More than 40% of the 2 million recently modified mortgages facing interest-rate resets are underwater, according to data released Monday by Black Knight Financial Services.
By comparison, the Jacksonville, Fla.-based firm's analysis of April mortgage performance showed that the national negative equity rate was 9.4%.
"We have seen a continual reduction in the number of underwater borrowers at the national level for some time now, but modified loans show a different picture," said Kostya Gradushy, manager for loan data and customer analytics, in a June 2 press release.
"Given that the data has shown quite clearly that equity—or the lack thereof—is one of the primary drivers of mortgage defaults, these resets may indeed pose an increased risk in the years ahead," Gradushy added.
The Black Knight report also showed that more than 10% of all borrowers are in a "near negative equity" position, meaning they have less than 10% equity in their homes. This trend is particularly pronounced in New Mexico and Southern states.

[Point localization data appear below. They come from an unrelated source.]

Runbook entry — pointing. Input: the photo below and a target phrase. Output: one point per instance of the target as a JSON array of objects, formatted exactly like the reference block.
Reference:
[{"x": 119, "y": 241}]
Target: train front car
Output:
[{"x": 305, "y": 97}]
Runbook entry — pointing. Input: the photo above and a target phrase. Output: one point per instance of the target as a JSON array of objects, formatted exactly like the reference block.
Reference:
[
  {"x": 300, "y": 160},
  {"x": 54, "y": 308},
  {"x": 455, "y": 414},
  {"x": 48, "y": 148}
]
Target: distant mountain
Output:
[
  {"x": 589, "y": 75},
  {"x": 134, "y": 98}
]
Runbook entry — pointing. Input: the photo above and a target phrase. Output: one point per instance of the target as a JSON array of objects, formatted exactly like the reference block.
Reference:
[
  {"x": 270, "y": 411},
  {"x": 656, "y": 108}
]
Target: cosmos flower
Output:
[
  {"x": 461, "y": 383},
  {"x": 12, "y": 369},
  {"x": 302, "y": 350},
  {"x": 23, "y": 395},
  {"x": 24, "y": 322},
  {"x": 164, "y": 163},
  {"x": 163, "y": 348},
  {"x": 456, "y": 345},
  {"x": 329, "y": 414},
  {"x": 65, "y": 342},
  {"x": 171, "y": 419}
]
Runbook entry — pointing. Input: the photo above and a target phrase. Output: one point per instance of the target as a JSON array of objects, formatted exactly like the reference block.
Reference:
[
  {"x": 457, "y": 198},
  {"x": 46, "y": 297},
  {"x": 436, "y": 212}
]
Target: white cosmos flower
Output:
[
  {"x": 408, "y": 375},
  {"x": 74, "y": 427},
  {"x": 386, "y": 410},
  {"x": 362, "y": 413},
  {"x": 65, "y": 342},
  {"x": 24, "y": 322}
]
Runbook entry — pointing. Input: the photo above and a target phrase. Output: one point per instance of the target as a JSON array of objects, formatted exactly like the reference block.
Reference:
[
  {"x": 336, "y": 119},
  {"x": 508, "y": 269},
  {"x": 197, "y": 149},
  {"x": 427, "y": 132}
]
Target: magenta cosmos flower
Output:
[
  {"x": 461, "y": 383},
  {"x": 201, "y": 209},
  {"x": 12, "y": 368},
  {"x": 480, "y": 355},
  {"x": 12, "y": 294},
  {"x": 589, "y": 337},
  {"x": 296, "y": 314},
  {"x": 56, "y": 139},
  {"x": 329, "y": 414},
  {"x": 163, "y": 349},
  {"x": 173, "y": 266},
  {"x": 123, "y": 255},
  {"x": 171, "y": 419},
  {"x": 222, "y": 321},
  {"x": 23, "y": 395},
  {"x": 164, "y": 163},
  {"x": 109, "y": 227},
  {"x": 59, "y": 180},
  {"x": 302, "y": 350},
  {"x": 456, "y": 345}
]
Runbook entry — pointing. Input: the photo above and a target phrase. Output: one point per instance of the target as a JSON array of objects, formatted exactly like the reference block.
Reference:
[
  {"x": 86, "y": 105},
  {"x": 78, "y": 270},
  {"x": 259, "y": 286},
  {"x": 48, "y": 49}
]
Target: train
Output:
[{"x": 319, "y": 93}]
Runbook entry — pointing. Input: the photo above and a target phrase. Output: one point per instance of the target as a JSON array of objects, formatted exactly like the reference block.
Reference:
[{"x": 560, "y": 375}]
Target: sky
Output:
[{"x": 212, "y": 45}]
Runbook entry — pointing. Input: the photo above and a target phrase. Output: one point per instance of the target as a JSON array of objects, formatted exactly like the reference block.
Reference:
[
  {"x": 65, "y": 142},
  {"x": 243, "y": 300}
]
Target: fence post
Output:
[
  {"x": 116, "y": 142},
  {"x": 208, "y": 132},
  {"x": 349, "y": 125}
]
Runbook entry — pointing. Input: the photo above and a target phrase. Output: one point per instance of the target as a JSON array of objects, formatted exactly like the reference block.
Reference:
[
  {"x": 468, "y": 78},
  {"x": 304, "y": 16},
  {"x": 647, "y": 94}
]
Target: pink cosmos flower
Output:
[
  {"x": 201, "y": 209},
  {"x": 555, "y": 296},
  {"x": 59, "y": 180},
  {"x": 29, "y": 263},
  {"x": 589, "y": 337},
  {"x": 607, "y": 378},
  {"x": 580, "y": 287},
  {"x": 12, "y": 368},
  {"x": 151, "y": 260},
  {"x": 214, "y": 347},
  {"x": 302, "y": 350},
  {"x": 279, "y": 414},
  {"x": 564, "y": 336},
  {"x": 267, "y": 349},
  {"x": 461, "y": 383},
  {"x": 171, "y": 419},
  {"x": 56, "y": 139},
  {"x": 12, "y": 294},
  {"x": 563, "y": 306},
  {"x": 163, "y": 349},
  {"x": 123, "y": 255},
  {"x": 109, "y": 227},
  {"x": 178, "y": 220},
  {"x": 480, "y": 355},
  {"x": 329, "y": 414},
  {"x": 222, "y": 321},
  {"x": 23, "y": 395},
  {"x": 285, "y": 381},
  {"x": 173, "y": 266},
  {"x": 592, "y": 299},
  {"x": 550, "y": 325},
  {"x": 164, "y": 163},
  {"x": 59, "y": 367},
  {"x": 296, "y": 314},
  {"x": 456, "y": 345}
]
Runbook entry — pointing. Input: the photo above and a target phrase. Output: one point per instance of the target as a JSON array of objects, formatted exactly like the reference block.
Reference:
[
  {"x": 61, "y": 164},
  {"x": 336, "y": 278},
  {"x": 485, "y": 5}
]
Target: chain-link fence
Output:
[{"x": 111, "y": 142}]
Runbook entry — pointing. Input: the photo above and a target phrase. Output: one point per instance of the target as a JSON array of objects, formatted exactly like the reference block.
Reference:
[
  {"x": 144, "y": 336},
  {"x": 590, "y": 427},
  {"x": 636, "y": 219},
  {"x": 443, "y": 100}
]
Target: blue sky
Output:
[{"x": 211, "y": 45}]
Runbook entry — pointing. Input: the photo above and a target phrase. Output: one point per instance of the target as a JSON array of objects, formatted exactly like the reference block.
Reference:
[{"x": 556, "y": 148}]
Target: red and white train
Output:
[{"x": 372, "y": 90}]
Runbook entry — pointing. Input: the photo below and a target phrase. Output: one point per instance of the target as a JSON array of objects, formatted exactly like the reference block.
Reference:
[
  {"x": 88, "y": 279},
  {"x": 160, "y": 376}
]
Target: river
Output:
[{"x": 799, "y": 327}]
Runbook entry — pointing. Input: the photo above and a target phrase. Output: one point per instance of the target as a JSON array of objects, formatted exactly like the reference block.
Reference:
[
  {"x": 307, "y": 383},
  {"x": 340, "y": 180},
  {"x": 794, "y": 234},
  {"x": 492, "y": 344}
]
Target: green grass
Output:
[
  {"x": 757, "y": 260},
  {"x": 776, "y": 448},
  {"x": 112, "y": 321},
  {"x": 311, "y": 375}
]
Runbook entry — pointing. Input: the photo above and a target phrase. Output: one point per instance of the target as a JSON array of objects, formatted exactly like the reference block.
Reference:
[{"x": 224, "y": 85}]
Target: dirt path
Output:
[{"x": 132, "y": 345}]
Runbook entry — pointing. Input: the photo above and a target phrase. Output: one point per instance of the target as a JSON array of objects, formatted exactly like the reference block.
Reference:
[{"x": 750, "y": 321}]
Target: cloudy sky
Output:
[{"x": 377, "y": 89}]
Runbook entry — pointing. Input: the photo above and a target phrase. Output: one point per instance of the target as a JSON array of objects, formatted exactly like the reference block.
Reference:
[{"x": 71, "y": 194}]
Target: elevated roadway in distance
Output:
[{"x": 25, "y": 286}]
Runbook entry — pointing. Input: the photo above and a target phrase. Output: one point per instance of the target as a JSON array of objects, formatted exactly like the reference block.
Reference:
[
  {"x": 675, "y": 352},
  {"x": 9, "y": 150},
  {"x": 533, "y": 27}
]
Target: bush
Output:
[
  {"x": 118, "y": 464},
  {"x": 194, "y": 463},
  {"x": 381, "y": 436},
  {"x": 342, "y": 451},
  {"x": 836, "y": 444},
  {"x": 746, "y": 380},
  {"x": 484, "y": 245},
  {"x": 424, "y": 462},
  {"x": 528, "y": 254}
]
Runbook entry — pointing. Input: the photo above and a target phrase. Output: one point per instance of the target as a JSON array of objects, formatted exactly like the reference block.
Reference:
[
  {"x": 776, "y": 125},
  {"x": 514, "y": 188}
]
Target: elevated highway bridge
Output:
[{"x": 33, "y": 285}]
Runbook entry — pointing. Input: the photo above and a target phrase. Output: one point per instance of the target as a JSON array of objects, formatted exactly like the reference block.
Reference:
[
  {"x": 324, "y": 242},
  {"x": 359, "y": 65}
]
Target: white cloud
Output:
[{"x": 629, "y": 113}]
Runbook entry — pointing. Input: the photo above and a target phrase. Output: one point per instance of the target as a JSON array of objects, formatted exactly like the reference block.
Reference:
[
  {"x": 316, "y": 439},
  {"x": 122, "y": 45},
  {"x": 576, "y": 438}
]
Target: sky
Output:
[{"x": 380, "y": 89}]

"While the overall situation for underwater borrowers has improved significantly, there are still areas in the country where borrowers are hovering at the edges," Gradushy said.
Mortgage prepayments increased for the second month in a row. Borrowers with adjustable-rate mortgages below 6%, in particular, prepaid at higher rates than those with fixed-rate mortgages, indicating a potential concern about rising interest rates.
Additionally, the gap in the rate of foreclosure completions between judicial states and nonjudicial states narrowed to its closest point since 2005. The pipeline ratio—a comparison of loans in foreclosure to the current rate of foreclosure completions—was 52 months for judicial states, down from its peak of 118 months in 2011. The ratio for nonjudicial states was 48 months, its highest point to date.